1984 Anti-Sikh Riots - Aftermath

Aftermath

The Delhi High Court, while pronouncing its verdict on a riots-related case in 2009, stated:

Though we boast of being the world’s largest democracy and the Delhi being its national capital, the sheer mention of the incidents of 1984 anti-Sikh riots in general and the role played by Delhi Police and state machinery in particular makes our heads hang in shame in the eyes of the world polity.

There are allegations that the government destroyed evidence and shielded the guilty. Asian Age, an Indian daily newspaper, ran a front-page story calling the government actions "the mother of all cover-ups."

From 31 October 1984 to 10 November 1984, human rights groups People's Union for Democratic Rights and People's Union for Civil Liberties conducted an inquiry into the pogroms by interviewing victims of the pogroms, police officers, neighbours of the victims, army personnel and political leaders. In their joint report, entitled Who Are The Guilty?, they concluded:

The attacks on members of the Sikh Community in Delhi and its suburbs during the period, far from being a spontaneous expression of "madness" and of popular "grief and anger" at Mrs. Gandhi's assassination as made out to be by the authorities, were the outcome of a well organised plan marked by acts of both deliberate commissions and omissions by important politicians of the Congress (I) at the top and by authorities in the administration.

Eyewitness accounts obtained by Time magazine state the Delhi Police looked on as "rioters murdered and raped, having gotten access to voter records that allowed them to mark Sikh homes with large Xs, and large mobs being bused in to large Sikh settlements". Time reported the pogroms only led to minor arrests and that no major politician or police officer had been convicted and quotes Ensaaf, a human rights organisation, as saying the government worked to destroy evidence of involvement by refusing to record First Information Reports.

A Human Rights Watch report published in 1991 on violence between Sikh separatists and the Government of India traces part of the problem back to the government response to the violence:

Despite numerous credible eye-witness accounts that identified many of those involved in the violence, including police and politicians, in the months following the killings, the government sought no prosecutions or indictments of any persons, including officials, accused in any case of murder, rape or arson.

There are allegations that the violence was led and often perpetrated by Indian National Congress activists and sympathizers during the pogrom. The government, then led by the Congress, was widely criticised for doing very little at the time, possibly acting as a conspirator. Voting lists were used to identify Sikh families.

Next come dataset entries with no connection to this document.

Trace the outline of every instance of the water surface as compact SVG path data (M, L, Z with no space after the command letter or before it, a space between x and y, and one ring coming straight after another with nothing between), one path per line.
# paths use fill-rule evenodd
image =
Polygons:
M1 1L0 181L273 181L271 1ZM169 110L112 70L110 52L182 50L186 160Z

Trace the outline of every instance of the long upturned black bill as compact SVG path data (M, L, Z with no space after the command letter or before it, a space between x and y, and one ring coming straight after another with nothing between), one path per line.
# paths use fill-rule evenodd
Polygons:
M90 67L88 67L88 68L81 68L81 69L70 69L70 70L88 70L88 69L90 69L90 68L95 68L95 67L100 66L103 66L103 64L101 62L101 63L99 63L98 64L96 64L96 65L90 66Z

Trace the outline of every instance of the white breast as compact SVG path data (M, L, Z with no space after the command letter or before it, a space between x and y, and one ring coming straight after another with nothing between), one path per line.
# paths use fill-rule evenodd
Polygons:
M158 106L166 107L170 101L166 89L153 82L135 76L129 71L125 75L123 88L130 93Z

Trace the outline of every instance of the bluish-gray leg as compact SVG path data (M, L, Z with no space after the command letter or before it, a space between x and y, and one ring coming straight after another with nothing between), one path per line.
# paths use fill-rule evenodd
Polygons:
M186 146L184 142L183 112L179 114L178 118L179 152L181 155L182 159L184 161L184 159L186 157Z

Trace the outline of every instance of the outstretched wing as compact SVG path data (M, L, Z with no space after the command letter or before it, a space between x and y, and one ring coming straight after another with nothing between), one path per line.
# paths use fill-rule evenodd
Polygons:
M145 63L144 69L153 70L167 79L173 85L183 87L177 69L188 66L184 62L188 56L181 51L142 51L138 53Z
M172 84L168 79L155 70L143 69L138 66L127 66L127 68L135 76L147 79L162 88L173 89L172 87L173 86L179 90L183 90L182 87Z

On 31 July 1985, Harjinder Singh Jinda, Sukhdev Singh Sukha and Ranjit Singh Gill of Khalistan Commando Force assassinated Lalit Maken (Member – Parliament of India and a leader of Congress (I)) to take revenge of 1984 Anti Sikh Riots. In a 31-page booklet titled Who Are The Guilty, People's Union for Civil Liberties (PUCL) listed 227 people who led the mobs, Lalit Maken's name was third on the list.

Harjinder Singh Jinda and Sukhdev Singh Sukha also assassinated Congress (I) leader Arjan Dass because of his involvement in 1984 Anti-Sikh pogrom. Arjan Dass's name appeared in various affidavits submitted by Sikh victims to the Nanavati Commission which was headed by Justice G.T. Nanavati, retired Judge of the Supreme Court of India.